Apr 9 2010
A report (.pdf), released this week by UNICEF during the Dubai International Humanitarian Aid & Development (DIHAD) conference, documents the challenges many schoolchildren in developing countries face in accessing safe drinking water and sanitation, United Press International reports (4/6).
According to a UNICEF press release, the report finds that "[i]n 60 countries in the developing world, more than half of primary schools have no adequate water facilities and nearly two thirds lack adequate sanitation."
"Millions of children in the developing world go to schools which have no drinking water or clean latrines - basic things that many of us take for granted," Sigrid Kaag, UNICEF regional director for the Middle East and North Africa, said during the launch of the report. "Every child has the right to be in a school that offers safe water, healthy sanitation and hygiene education," Kaag added (4/5).

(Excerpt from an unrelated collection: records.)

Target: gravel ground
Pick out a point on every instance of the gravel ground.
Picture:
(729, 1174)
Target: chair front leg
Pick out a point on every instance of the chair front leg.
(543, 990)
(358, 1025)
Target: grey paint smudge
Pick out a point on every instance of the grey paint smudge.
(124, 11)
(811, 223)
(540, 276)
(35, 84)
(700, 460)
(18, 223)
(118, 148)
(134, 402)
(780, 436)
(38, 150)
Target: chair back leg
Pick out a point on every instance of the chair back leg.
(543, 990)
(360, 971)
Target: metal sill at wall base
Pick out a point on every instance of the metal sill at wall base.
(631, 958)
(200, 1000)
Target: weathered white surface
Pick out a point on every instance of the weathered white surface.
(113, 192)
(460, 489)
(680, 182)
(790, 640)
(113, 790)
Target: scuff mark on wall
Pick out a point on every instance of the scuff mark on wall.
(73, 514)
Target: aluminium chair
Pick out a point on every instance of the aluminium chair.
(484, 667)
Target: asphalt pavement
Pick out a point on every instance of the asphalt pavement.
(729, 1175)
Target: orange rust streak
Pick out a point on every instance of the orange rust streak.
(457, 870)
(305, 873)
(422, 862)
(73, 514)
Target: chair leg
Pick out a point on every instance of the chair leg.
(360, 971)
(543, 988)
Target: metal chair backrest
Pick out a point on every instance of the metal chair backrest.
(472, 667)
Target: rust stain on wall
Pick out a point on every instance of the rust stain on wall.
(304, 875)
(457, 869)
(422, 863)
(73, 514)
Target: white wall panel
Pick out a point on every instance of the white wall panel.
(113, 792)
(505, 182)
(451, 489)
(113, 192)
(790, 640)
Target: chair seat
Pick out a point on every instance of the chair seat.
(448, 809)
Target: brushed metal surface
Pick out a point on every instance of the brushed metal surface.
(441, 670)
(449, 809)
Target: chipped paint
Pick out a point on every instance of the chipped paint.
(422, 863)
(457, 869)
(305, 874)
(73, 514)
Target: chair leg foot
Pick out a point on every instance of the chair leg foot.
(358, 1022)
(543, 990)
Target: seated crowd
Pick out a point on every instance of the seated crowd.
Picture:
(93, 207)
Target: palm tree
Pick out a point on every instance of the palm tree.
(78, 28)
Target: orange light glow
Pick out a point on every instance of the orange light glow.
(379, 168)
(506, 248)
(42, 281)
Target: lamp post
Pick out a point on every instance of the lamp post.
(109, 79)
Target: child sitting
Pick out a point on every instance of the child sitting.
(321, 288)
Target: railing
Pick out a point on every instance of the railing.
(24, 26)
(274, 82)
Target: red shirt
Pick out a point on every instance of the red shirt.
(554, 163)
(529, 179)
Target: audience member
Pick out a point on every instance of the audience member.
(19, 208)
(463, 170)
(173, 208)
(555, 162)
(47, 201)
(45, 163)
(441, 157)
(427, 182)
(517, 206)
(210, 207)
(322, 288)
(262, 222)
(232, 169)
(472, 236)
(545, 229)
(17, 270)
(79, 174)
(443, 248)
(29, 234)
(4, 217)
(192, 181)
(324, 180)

Produced in partnership with the WHO and NGOs, the report also finds "1.5 million children under the age of five die every year of diarrhoea due to unsafe water, inadequate sanitation and lack of hygiene," according to the U.N. News Centre. "Better water, sanitation and hygiene - collectively known as WASH - could reverse the trend of nearly 300 million school days being missed worldwide due to diarrhoea, it states. Improved hygiene will lead to less risk of disease, which in turn will result in stepped up school attendance and ultimately nations' growth," according to the article (4/5).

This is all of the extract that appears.